# Next!! It's a big world!



## RemudaOne (Oct 4, 2012)

Well, here we go again. Her udder has really tightened up the last couple of days and she has definitely dropped. Hopefully, she'll lamb prior to the colder temps this weekend!!


----------



## Four Winds Ranch (Oct 4, 2012)

Good luck!!!!  

Keep us posted!!!


----------



## Alice Acres (Oct 4, 2012)

Also, watch for her to sink in the pelvis - on both sides of her croup. (on either side where the tail attaches). Many times that is a more accurate sign than the udder.
Good luck!


----------



## RemudaOne (Oct 4, 2012)

Thank you Four Winds and I will .

Alice, she's pretty loose and wiggly as well. Been seeing lots of movement by the baby(s) the last two days too. Also noticed that she tinkled a bit when she happened to cough this morning. 

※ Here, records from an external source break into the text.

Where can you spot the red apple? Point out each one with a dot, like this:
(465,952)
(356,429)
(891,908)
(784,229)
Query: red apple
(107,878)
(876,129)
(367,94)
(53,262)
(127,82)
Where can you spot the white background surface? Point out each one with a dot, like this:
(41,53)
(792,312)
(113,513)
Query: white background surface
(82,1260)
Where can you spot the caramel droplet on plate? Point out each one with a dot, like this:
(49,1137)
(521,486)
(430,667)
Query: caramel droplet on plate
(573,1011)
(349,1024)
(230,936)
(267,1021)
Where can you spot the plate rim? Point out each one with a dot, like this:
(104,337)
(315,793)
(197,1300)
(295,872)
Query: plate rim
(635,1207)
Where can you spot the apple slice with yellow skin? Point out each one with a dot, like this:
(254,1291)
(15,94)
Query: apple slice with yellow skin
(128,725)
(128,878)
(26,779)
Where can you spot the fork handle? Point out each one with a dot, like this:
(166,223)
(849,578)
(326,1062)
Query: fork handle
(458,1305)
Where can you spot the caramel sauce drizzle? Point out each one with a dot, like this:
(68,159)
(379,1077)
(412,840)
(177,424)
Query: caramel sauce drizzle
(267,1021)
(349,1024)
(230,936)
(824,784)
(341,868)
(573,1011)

Hopefully she'll lamb tomorrow morning.

Think PUSH!! Lol!


----------



## Bridgemoof (Oct 4, 2012)

She looks pretty ready!  

I love your set up with the hay rack. Everything looks so nice and tidy!


----------



## bonbean01 (Oct 4, 2012)

New lamb/lambies on the way!!!!  She looks pretty close and hopefully she'll do this before the cold weather....and it's a normal, uneventful birthing


----------



## RemudaOne (Oct 4, 2012)

She's goooooiiiinnnng . Pics later!


----------



## SheepGirl (Oct 4, 2012)




----------



## Bridgemoof (Oct 4, 2012)

May the lambing commence.


----------



## bonbean01 (Oct 4, 2012)




----------



## RemudaOne (Oct 4, 2012)

Well, hello there! Come on out and let us take a look at you!!

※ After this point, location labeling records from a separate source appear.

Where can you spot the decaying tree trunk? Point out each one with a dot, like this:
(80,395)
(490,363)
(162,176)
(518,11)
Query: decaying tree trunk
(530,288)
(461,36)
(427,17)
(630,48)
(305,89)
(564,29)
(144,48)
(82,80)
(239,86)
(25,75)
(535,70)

Awwww, nice to meet you little one!






Wait... Is there someone at the back door? Who could it be?






Why yes, there IS someone there! Come on out and join the party!






Well, that was a rough landing little one, but it seems you're no worse for it 






Tag teaming mom. The new favorite past time for these two.......... Wait for it, waaaaiiiitttt.... RAMS!! Lol!

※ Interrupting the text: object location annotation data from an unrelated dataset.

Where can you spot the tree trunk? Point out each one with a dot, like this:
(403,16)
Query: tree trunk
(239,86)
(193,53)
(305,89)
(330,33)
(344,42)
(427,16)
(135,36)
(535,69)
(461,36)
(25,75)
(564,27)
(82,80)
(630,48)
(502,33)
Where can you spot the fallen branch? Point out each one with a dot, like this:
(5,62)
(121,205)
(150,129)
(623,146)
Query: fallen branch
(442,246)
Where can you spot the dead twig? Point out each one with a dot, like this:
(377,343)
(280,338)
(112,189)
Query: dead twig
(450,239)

Everyone is doing well although number one had one leg back and mom was tiring. I was able to help her without pulling the leg forward, just a little too tight and too much for her by herself. Number two slide out like a noodle. 

Some of you may remember early this spring when I posted about this ewe. She had twins then too but one was oddly premature (I posted a picture then) but the other lamb was completely normal and turned into a nice brick house of a ram that I sold as a commercial flock sire. All's well that ends well, and it looks like I'll be paying for all those ewe lambs last season . Three out of three rams thus far!


----------



## bonbean01 (Oct 4, 2012)

Yay!!!!  Glad Mom and the two new lambies are well


----------



## Four Winds Ranch (Oct 4, 2012)

Congrats!!!!!  

Thanks for the awesome pics!!!
They look like big strong boys!!!


----------



## Alice Acres (Oct 4, 2012)

They look great - congrats on the new family!!


----------



## Bridgemoof (Oct 5, 2012)

LOVE the pics! Congratulations    Glad everybody is a-okay! You and the mommy did a great job.


----------



## RemudaOne (Oct 5, 2012)

Thank you . 

Hey Bridge, I looked back and noticed what you said about it looking tidy. I almost choked when I saw it, lol. "Tidy" is just not a word I've ever thought about my barn area. BUT, I can say that I've seen worse and I've seen better! Thanks for the compliment, it made my day


----------



## aggieterpkatie (Oct 5, 2012)

"Is there someone at the back door?"

  Hilarious.   Congrats!!!


----------



## bonbean01 (Oct 5, 2012)

Yes....the commentary was great!!!  Loved it


----------



## Pearce Pastures (Oct 5, 2012)

Awesome!!  Very cute!


----------



## SheepGirl (Oct 5, 2012)

I loved the story!


----------



## EllieMay (Oct 5, 2012)

Nice pics and loved the story!


----------



## RemudaOne (Oct 7, 2012)

First day out. Mom and the kids are thriving and enjoying the cooler weather.


----------



## bonbean01 (Oct 7, 2012)

awwww...love the photo!


----------



## Queen Mum (Oct 7, 2012)

Beautiful!


----------



## Baymule (Oct 10, 2012)

Beautiful babies!!!


----------



## RemudaOne (Oct 10, 2012)

Thank you . Here's a pic of mom, twins and the twins half brother who I wethered. 






I'm so pleased with the amount of milk this ewe is providing for them. Sheza goodun.


----------